Executive Council

One of New Hampshire's most distinctive civic institutions is the Executive Council, an elected group of five people from across the state who vote to approve or veto many of the Governor's decisions. In this episode, Nick Capodice goes for a jaunt into the history and function of the Executive Council. 


NOTE: This transcript was generated using an automated transcription service, and may contain typographical errors.

Ben Henry [00:00:00] The name makes them sound extremely powerful doesn't it.

Nick Capodice [00:00:04] Executive Council.

 Ben Henry [00:00:05] Yeah like to me I feel like they belong in Game of Thrones.

 Nick Capodice [00:00:10] I would say that in addition to game of thrones it sounds like something you'd see in Star Wars. Yeah. Executive Council has a vote of no confidence.

 Ben Henry [00:00:16] Yeah well so we got a question from a listener named Kendall who wanted to know what New Hampshire is Executive Council actually does and why we have an executive council in the first place.

 Nick Capodice [00:00:27] This is an excellent question. The executive council is a unique facet of New Hampshire government.

 Ben Henry [00:00:33] And that is what we're all about here. This is civics 101: New Hampshire. It's a show about government and politics in our state. I'm Ben Henry.

 Nick Capodice [00:00:40] I'm Nick Capodice

 Ben Henry [00:00:41] And Nick I think this is the first time you've been on the podcast so welcome.

 Nick Capodice [00:00:45] Thank you. I'm the pleasure is more than half mine.

 Ben Henry [00:00:48] You are the co-host of our sister podcast civics one on one and you are a big fan of the Executive Council. So I was hoping you could help me answer Kendall's questions first of all can you just tell me what is the executive council.

 Nick Capodice [00:01:01] All right. New Hampshire is the only state in the union with an executive council that has any real powers and authorities. It's made up of five people and what they do is they share some of that power that would normally just belong to a governor.

 Ben Henry [00:01:15] And so they represent five districts throughout the state. I was looking at a map of them there's one for Southern New Hampshire northern New Hampshire the seacoast. There is one that people say is kind of gerrymandered district 2 curves across the state through Concord and this council what you're saying is an extra layer of the executive branch.

 Nick Capodice [00:01:34] Yes. And it goes back to checks and balances every part of our government is checked and balanced by some other part of it. And at a basic level the Executive Council is a check on the governor. So what do they actually do. The short answer is they vote to approve or veto a ton of the things that the governor does. So for example the governor appoints people to some of the more powerful unelected positions in government but the executive council has to sign off on all those appointments. This is like commissioners and people who run all the big state agencies.

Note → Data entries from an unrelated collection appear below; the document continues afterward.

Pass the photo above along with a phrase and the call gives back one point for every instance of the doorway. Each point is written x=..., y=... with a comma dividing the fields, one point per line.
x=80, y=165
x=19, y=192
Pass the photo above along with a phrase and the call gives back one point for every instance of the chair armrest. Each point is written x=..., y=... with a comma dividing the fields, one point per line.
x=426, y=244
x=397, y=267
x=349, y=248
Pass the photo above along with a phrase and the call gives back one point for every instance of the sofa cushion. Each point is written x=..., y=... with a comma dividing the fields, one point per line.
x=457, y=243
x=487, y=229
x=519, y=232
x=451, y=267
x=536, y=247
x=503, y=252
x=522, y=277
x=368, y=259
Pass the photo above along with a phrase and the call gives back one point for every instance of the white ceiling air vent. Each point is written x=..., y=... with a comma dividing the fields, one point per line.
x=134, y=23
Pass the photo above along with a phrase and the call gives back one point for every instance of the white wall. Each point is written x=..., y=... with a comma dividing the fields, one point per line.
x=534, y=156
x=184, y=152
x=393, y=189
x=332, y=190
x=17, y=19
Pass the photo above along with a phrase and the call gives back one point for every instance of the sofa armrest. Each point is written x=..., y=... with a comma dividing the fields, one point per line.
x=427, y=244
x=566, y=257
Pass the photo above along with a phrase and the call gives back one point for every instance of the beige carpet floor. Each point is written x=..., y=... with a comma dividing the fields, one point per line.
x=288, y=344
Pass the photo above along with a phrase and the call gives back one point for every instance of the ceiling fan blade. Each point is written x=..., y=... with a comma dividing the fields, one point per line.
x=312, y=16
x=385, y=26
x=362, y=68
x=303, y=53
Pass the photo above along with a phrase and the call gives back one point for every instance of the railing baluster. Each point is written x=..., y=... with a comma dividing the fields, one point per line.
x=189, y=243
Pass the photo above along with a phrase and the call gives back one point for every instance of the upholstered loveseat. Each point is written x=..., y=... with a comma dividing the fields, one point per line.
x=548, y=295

 Ben Henry [00:02:07] So for anybody who's not really familiar with how the state government works state agencies have a lot of autonomy in some situations and the people who lead them are not elected they are appointed.

 Nick Capodice [00:02:19] And they make a lot of decisions they do but also contracts. So if a company wants to get a nice contract to do some work for the government the executive council has to approve it.

 Ben Henry [00:02:29] So they're in charge of a lot of money.

 Nick Capodice [00:02:31] Yes.

 Andru Volinsky [00:02:35] We're the only state in the nation that has a functioning Executive Council. Massachusetts has a ceremonial one but ours has real authority.

 Nick Capodice [00:02:46] This is Andru Volinsky. He is a member of the Executive Council and he once called it the most powerful body in New Hampshire that no one knows about. And if you listen to a cell phone greeting you'll get a little hint of that. Yeah.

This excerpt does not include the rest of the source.